Antinociceptive activity—Formalin test

The mice were placed in an open Plexiglas observation chamber for 30 min to acclimate to their surroundings. They were then removed and gently restrained while 20 μL of 2.5% formalin (1:100 dilution of stock formalin solution, 37% formaldehyde in 0.9% saline) was injected subcutaneously into the dorsal surface of the hind paw using a 30 gauge needle. Following injection, the mice were returned to the observation chamber for a 30 min observation period. The nociceptive score was determined by counting the time the animal spent licking the injected paw during the early phase (0–10 min) and the late phase (10–30 min) [28]. The effects of ME (1.95–125 mg/kg) and its ether, ethyl acetate and chloroform fractions (100 mg/kg) were evaluated on the formalin test. Next, gallic acid, methyl gallate and 1,2,6-tri-O-galloyl-β-d-glucopyranose (0.19–200 mg/kg) obtained from the ethyl ether fraction were also evaluated. All treatments were administered once, by intraperitoneal route, 40 min before the injection of formalin. Indomethacin (10 mg/kg) and morphine (5 mg/kg) were used as the reference drugs. Vehicle group was treated with saline or 5% DMSO plus saline, as appropriate.
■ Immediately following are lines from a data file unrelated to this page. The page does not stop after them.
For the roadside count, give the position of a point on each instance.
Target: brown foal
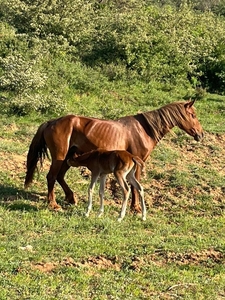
(122, 163)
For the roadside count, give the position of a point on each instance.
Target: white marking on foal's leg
(126, 193)
(90, 193)
(101, 194)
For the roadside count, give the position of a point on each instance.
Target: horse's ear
(189, 103)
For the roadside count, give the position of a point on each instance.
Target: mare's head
(190, 124)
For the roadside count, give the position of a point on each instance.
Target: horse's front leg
(90, 193)
(135, 203)
(69, 195)
(51, 179)
(101, 194)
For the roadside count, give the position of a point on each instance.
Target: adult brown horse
(137, 134)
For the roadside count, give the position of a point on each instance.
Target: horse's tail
(37, 152)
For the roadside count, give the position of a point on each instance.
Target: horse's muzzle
(198, 137)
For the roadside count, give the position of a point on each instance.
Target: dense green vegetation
(107, 59)
(56, 54)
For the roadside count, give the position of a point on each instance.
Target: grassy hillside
(178, 253)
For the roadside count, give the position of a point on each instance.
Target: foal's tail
(37, 152)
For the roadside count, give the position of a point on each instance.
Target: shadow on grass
(18, 199)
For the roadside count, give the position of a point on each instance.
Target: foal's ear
(189, 104)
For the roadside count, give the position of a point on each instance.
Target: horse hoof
(55, 207)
Motor function assay—Rotarod test

To evaluate possible non-specific muscle-relaxant or sedative effects of the treatments, immediately before the formalin assay, the mice were submitted to the rotarod test, in a modified form as previously described [29]. The rotarod apparatus (Insight, Ribeirão Preto, SP, Brazil) consisted of a bar with a diameter of 3 cm, subdivided into five compartments. The bar rotated at a constant speed of eight revolutions per min. Mice were trained 24 h before the experiment to remain on the bar for 120 s. Those not remaining on the bar for two consecutive periods of 120 s were not included in the study. Forty minutes after the intraperitoneal injection of diazepam (10 mg/kg, reference drug), ME (200 mg/kg), gallic acid (200 mg/kg), methyl gallate (200 mg/kg), 1,2,6-tri-O-galloyl-β-d-glucopyranose (200 mg/kg) or vehicle, the animals were placed on the rotating rod and the latency to fall was measured for up to 120 s. The results are expressed as the average time(s) the animals remained on the rotarod in each group.

Statistical analysis

Data are presented as means ± standard error of the means (SEM) of measurements made on six animals in each group. Comparisons between three or more treatments were made using one-way ANOVA with Tukey’s post hoc test. All data were analyzed using Prism 5 Computer Software (GraphPad, San Diego, CA, USA). Statistical differences were considered to be significant at p < 0.05. The ED50 (dose of an agonist that produces 50% of the maximal possible effect of that agonist) values were expressed with a confidence interval (CI). Individual dose–response curves were fitted with the Hill logistic equation. ED50 values were obtained as the dose at which a half maximal reduction in nociceptive score occurred, calculated with 95% confidence limits.

Results

Phytochemical study

The HPLC-DAD-ESIMSn analysis detected the presence of 42 compounds in the ether ethyl fraction (see Fig 1 and Table 1). The three known compounds that were isolated from this fraction had their structures confirmed by 1H and 13C NMR and mass spectrometry. The isolated compounds were identified as gallic acid, methyl gallate and 1,2,6-tri-O-galloyl-β-d-glucopyranose.

Fig 1

Base peak chromatograms (BPC) in negative ion mode (A) and DAD chromatogram at 254 nm (B) of ethyl ether fraction from leaves of D. vandellianum by HPLC-DAD-ESIMSn.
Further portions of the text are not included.